The Helium mass fraction from the Big Bang Nucleosynthesis

Question

In Perkin's book Particle Astrophysics (page 144): I do not understand how one comes to the following expression (the second equality with $r$) for the Helium mass fraction due to the Big Bang Nucleosynthesis:

$$Y= \frac{4N_\text{He}}{4N_\text{He}+N_\text{H}}= \frac{2r}{1+r} $$ where $r=N_\text{n}/N_\text{p}$.
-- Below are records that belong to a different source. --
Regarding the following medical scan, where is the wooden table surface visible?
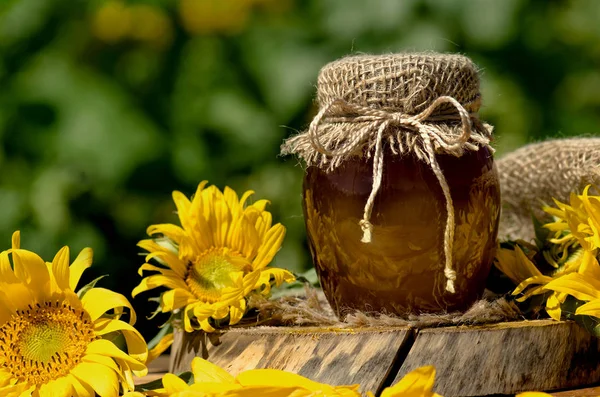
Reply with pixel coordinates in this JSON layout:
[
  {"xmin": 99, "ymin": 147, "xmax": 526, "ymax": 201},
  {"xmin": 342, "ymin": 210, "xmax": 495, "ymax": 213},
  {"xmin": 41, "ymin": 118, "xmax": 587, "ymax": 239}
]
[{"xmin": 135, "ymin": 355, "xmax": 600, "ymax": 396}]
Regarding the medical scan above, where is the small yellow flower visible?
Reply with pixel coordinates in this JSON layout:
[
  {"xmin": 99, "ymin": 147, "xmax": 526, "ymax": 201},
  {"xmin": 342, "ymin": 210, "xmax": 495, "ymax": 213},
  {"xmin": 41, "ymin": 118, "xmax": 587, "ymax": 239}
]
[
  {"xmin": 133, "ymin": 181, "xmax": 295, "ymax": 332},
  {"xmin": 0, "ymin": 231, "xmax": 147, "ymax": 397},
  {"xmin": 544, "ymin": 185, "xmax": 600, "ymax": 253}
]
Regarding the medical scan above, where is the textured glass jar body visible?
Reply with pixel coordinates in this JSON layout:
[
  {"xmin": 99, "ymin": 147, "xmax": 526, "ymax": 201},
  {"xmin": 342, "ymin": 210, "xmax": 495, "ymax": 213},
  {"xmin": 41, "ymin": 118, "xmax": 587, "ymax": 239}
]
[{"xmin": 302, "ymin": 147, "xmax": 501, "ymax": 317}]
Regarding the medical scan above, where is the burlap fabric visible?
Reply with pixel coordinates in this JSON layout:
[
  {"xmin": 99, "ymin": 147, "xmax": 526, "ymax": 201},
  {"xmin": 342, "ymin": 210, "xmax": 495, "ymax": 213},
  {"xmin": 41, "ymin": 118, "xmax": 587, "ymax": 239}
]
[
  {"xmin": 281, "ymin": 52, "xmax": 494, "ymax": 293},
  {"xmin": 498, "ymin": 137, "xmax": 600, "ymax": 241},
  {"xmin": 249, "ymin": 287, "xmax": 522, "ymax": 329}
]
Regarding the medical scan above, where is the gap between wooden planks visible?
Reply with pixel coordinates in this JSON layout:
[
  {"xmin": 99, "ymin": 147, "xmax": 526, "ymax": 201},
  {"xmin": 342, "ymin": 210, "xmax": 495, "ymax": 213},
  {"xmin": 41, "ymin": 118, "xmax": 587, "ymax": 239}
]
[{"xmin": 140, "ymin": 320, "xmax": 600, "ymax": 396}]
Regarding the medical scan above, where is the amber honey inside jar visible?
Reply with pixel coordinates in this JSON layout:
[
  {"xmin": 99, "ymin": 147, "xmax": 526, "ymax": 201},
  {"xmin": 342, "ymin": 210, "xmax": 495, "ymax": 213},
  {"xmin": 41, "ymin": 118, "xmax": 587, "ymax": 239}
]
[{"xmin": 303, "ymin": 147, "xmax": 500, "ymax": 316}]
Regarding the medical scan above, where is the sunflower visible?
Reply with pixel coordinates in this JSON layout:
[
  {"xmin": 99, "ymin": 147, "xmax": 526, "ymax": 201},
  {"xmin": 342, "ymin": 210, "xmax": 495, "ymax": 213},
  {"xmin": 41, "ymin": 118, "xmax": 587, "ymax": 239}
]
[
  {"xmin": 154, "ymin": 358, "xmax": 444, "ymax": 397},
  {"xmin": 0, "ymin": 231, "xmax": 147, "ymax": 397},
  {"xmin": 133, "ymin": 181, "xmax": 295, "ymax": 332}
]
The first equality follows from the fact that He is (approximately) 4 times heavier than H: $$Y = \frac{m_\text{He}}{m_\text{He}+m_\text{H}}= \frac{4N_\text{He}}{4N_\text{He}+N_\text{H}}.$$

However I can't derive the second equality relating $Y$ to $r$:

$N_\text{He}= 2N_\text{p} + 2N_\text{n}$ and $N_\text{H}= N_\text{p} + N_\text{n}$

$$Y= \frac{4N_\text{He}}{4N_\text{He}+N_\text{H}}= \frac{8(N_\text{n}+N_\text{p})}{9(N_\text{n}+N_\text{p})}\quad???$$

Answer 1

The problem is you have the wrong relations between $\{N_\mathrm{H}, N_\mathrm{He}\}$ and $\{N_\mathrm{p}, N_\mathrm{n}\}$. Every hydrogen contains 1 proton, and every helium contains 2, so $N_\mathrm{p} = N_\mathrm{H} + 2 N_\mathrm{He}$. The neutrons are only contributed to by helium in the accounting: $N_\mathrm{n} = 2 N_\mathrm{He}$. Inverting these relations yields \begin{align} N_\mathrm{H} & = N_\mathrm{p} - N_\mathrm{n} \\ N_\mathrm{He} & = \frac{1}{2} N_\mathrm{n}. \end{align}

It looks like you got the direction wrong, in the sense that there should be fewer helium nuclei than protons or neutrons (the 2's are on the wrong side). Also, "hydrogen" means ${}^1\mathrm{H}$ not ${}^2\mathrm{D}$ unless otherwise stated.